To encode an event occurring with probability $p$ you need at least $\log_2(1/p)$ bits (why? see my answer on "What is the role of the logarithm in Shannon's entropy?").
So in optimal encoding the average length of encoded message is
$$
\sum_i p_i \log_2(\tfrac{1}{p_i}),
$$
that is, Shannon entropy of the original probability distribution.
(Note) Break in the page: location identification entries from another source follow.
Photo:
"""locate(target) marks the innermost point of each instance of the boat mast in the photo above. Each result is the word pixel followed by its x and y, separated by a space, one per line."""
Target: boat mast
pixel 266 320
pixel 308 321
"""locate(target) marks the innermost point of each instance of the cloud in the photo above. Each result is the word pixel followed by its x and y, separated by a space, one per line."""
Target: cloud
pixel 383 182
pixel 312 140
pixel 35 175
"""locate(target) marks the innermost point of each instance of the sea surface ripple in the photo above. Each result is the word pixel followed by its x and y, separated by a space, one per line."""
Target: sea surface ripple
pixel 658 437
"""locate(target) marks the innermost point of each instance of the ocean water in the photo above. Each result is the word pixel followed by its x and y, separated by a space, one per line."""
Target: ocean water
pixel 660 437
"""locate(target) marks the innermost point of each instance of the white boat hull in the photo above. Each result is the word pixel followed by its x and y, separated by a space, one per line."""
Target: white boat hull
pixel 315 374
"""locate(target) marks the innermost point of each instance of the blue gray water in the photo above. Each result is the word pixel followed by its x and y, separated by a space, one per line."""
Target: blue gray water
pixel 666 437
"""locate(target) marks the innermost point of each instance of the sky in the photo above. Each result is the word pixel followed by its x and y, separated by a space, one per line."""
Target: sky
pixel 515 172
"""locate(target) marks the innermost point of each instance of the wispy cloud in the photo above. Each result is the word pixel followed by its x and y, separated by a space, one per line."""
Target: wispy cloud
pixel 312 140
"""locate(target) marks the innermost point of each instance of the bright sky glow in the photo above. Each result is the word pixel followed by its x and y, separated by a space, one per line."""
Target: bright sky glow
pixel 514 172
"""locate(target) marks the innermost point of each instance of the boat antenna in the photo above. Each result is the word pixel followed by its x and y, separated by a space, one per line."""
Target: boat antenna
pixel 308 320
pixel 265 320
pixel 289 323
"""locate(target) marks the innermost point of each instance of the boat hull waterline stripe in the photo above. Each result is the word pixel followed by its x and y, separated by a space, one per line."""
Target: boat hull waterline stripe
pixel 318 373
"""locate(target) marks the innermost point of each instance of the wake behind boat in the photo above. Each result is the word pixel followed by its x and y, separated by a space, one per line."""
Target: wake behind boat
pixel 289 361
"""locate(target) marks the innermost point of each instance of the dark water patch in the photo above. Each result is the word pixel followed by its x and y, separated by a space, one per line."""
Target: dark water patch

However, if for probability distribution $P$ you use encoding which is optimal for a different probability distribution $Q$, then the average length of the encoded message is
$$
\sum_i p_i \text{code_length($i$)} = \sum_i p_i \log_2(\tfrac{1}{q_i}),
$$
is cross entropy, which is greater than $\sum_i p_i \log_2(\tfrac{1}{p_i})$.
As an example, consider alphabet of four letters (A, B, C, D), but with A and B having the same frequency and C and D not appearing at all. So the probability is $P=(\tfrac{1}{2}, \tfrac{1}{2}, 0, 0)$.
Then if we want to encode it optimally, we encode A as 0 and B as 1, so we get one bit of encoded message per one letter. (And it is exactly Shannon entropy of our probability distribution.)
But if we have the same probability $P$, but we encode it according to distribution where all letters are equally probably $Q=(\tfrac{1}{4},\tfrac{1}{4},\tfrac{1}{4},\tfrac{1}{4})$, then we get two bits per letter (for example, we encode A as 00, B as 01, C as 10 and D as 11).